To get data into and out of these engines, Core Audio provides various helper APIs, which are used throughout the book:
- Audio File Services. This framework abstracts away the details of various container formats for audio files. As a result, you don’t have to write code that specifically addresses the idiosyncrasies of AIFFs, WAVs, MP3s, or any other format. It enables your program to open an audio file, get or set the format of the audio data it contains, and start reading or writing.
- Audio File Stream Services. If your audio is coming from the network, this framework can help you figure out the format of the audio in the network stream. This enables you to provide it to one of the playback engines or process it in other interesting ways.
- Audio Converter Services. Audio can exist in many formats. By the time it reaches the audio engines, it needs to be in an uncompressed playable format (LPCM, discussed in Chapter 2, “The Story of Sound”). Audio Converter Services helps you convert between encoded formats such as AAC or MP3 and the uncompressed raw samples that actually go through the audio units.
- Extended Audio File Services. A combination of Audio Converter Services and Audio File Stream Services, the Extended Audio File APIs enables you to read from or write to audio files and do a conversion at the same time. For example, instead of reading AAC data from a file and then converting to uncompressed PCM in memory, you can do both in one call by using Extended Audio File Services.

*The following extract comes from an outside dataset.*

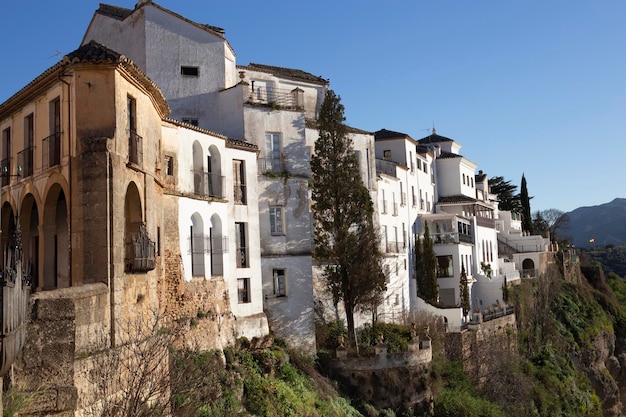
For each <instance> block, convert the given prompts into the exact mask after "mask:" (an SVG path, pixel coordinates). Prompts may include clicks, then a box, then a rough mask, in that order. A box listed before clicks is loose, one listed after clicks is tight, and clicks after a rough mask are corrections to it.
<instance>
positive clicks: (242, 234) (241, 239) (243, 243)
mask: <svg viewBox="0 0 626 417" xmlns="http://www.w3.org/2000/svg"><path fill="white" fill-rule="evenodd" d="M235 233H236V234H237V268H248V266H249V265H248V248H247V246H246V223H235Z"/></svg>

- Core MIDI. Most of the Core Audio frameworks are involved with processing sampled audio that you’ve received from other sources or captured from an input device. With the Mac-only Core MIDI framework, you synthesize audio on the fly by describing musical notes and how they are to be played out—for example, whether they should sound like they’re coming from a grand piano or a ukulele. You’ll try out MIDI in Chapter 11, “Core MIDI.”
A few Core Audio frameworks are platform specific:
- Audio Session Services. This iOS-only framework enables your app to coordinate its use of audio resources with the rest of the system. For example, you use this API to declare an audio “category,” which determines whether iPod audio can continue to play while your app plays and whether the ring/silent switch should silence your app. You’ll use this more in Chapter 10, “Core Audio on iOS.”
As you develop your application, you’ll combine these APIs in interesting ways. For example, you could use Audio File Stream Services to get the audio data from a net radio stream and then use OpenAL to put that audio in a specific location in a 3D environment.